Si cerca di salvare qualcosa del dialetto materano anche cantando l’avventura del povero Carl Antenie e ci te l’ho fott fe ( Carlo Antonio e chi te l’ha fatto fare) o inneggiando appassionatamente alla mamma, Ce bella momm ca tegn ii, come la canasc la malatie, (Che bella mamma che ho io, come la conosce la malattia): e questo perché si ama la propria città, bella e antica, ma non la più antica del mondo, come potrebbero ripetere quelli che non si aggiornano.

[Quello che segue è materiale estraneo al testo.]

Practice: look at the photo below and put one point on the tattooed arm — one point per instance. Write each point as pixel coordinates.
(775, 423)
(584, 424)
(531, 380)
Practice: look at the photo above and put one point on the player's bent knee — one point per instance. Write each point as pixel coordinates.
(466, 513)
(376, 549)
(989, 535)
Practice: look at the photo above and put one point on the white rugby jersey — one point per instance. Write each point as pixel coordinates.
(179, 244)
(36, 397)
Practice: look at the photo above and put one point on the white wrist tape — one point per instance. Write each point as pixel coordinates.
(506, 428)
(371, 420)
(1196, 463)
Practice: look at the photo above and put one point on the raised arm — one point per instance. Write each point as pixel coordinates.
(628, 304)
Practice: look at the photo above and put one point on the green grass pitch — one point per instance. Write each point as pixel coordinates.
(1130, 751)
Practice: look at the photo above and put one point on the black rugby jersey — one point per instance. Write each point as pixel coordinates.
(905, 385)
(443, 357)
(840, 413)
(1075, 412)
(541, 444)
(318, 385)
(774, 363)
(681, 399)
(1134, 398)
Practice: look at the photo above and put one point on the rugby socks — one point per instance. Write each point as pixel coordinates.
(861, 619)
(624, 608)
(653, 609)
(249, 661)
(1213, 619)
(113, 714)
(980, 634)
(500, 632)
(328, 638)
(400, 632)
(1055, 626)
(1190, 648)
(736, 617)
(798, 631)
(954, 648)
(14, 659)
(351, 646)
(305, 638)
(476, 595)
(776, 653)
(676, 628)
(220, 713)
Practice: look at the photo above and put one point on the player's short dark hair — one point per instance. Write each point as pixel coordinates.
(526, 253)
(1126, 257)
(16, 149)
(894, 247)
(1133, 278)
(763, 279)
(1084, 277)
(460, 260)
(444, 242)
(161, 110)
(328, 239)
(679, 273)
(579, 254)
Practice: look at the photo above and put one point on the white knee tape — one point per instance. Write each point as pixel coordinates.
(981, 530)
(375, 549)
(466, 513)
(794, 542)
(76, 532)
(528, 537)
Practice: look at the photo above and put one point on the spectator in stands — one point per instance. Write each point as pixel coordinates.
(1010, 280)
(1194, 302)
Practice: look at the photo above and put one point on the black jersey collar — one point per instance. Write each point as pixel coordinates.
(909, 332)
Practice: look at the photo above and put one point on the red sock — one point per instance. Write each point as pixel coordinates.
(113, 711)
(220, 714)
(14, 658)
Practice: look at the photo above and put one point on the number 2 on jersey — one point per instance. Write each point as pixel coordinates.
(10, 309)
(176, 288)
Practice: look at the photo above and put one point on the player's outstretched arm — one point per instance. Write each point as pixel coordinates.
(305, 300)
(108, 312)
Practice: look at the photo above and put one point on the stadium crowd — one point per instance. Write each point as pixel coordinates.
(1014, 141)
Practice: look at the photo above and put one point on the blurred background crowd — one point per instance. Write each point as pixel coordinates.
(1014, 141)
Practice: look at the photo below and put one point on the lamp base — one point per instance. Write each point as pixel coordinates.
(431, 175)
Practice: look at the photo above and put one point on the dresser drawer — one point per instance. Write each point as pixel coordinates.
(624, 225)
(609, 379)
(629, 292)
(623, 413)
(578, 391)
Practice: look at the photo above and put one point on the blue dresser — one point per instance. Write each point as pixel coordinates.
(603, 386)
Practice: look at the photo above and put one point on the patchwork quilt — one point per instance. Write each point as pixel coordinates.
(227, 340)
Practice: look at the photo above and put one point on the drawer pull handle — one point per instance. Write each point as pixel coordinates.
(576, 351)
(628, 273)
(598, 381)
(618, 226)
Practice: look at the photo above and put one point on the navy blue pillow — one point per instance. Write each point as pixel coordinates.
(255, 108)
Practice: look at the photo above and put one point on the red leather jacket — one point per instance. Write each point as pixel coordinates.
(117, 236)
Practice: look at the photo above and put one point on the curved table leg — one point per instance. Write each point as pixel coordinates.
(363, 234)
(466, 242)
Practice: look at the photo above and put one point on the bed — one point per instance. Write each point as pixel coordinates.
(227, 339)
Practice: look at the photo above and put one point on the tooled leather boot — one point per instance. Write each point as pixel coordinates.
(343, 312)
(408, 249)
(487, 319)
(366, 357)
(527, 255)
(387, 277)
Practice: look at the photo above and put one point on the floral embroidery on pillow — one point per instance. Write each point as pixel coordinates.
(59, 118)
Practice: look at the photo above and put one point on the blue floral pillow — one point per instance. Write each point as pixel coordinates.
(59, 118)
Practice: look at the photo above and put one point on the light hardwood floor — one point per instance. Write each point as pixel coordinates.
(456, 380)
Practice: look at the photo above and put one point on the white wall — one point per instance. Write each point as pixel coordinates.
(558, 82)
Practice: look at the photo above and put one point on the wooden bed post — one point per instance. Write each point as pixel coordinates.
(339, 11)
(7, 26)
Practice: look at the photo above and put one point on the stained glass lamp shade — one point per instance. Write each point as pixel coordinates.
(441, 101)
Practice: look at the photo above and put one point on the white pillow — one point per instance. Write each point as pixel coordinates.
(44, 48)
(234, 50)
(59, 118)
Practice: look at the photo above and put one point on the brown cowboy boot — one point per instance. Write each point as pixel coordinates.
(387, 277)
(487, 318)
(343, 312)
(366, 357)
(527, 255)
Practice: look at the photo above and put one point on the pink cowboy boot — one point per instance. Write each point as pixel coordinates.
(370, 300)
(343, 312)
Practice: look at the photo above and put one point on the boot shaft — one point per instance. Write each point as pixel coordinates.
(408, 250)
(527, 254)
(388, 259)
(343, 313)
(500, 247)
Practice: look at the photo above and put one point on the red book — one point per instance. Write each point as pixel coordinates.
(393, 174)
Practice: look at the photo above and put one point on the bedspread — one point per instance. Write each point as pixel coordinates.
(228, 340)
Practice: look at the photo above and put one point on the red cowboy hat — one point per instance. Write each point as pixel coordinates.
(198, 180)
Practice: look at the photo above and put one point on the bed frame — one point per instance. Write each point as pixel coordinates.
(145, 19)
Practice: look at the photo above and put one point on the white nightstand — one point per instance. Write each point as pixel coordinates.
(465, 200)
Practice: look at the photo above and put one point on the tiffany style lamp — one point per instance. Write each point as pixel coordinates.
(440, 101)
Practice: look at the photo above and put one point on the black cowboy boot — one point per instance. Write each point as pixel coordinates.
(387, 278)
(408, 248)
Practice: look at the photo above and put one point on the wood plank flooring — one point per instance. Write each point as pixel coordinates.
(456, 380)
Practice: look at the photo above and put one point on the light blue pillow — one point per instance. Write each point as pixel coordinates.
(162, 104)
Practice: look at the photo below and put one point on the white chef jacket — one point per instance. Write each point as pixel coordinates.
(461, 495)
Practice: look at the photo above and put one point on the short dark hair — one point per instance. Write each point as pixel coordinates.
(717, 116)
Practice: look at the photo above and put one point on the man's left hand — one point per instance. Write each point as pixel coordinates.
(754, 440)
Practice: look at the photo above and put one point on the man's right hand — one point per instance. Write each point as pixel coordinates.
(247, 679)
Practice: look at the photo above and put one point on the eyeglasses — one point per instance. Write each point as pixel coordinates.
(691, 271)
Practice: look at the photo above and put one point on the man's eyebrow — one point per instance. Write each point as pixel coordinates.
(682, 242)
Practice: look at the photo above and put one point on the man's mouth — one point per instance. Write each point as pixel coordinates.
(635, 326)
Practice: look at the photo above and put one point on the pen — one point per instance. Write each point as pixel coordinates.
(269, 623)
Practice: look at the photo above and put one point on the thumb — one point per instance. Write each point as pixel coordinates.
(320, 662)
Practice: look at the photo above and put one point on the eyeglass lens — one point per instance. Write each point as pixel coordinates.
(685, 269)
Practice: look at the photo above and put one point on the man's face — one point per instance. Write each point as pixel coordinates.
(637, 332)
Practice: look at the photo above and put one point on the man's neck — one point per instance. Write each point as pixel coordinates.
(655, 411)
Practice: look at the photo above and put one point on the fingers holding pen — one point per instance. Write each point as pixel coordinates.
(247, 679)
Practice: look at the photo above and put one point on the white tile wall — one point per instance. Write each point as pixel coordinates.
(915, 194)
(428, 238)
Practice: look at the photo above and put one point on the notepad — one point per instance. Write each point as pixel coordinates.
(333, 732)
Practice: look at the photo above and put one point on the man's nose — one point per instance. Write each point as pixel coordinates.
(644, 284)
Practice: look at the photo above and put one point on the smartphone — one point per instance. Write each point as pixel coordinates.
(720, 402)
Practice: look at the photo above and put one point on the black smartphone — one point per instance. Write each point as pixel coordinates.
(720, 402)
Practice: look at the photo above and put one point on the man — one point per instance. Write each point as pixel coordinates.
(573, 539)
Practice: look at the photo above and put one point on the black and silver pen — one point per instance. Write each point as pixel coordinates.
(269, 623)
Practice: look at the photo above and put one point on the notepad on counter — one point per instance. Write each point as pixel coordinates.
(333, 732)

S’impara giocando, come raccomanda la più moderna pedagogia, senza l’ansia giovanile degli esami e del voto, ma con l’impegno di offrire il contributo della propria esperienza e del proprio studio.
L’anno accademico è terminato con il pranzo allestito dai docenti e dagli allievi dell’Istituto “TURI”, da tutti apprezzato per la scelta di un menù realizzato con ingredienti raffinati di ottima qualità, con sapori genuini ed equilibrati. Il tutto innaffiato da un eccellente vino rosso delle nostre terre e dall’immancabile prosecco che ha facilitato anche una ricca galleria di foto dinanzi ad una gustosissima e scenografica torta che portava scolpita la conclusione dell’anno accademico facendone pregustare l’inaugurazione del prossimo.
Nei saggi finali di canto corale si è rivissuta la giovinezza rievocando romanticamente I giardini di marzo di Lucio Battisti, ma anche il famoso Stand by me di Ben E. King e la diffusa interpretazione di Pregherò di Adriano Celentano.
Ma, come per moltissimi giovani, americani, italiani ed europei, anche per gli studenti e docenti dell’Unitep, il momento culminante del loro percorso formativo non poteva che essere un forte appello alla pace dinanzi allo sterminio del popolo palestinese dopo il brutale attacco di Hamas ad Israele. Una carneficina che testimonia l’impotenza delle istituzioni internazionali che non riescono a bloccare una folle incultura bellicistica che sta provocando angoscia tra la popolazione e soddisfazione tra i capitani dell’ industria bellica che fa profitti senza limiti.
Il frutto, il più semplice e il più vero, di una buona educazione permanente, non può che essere un inno alla vita contro la bestialità della guerra!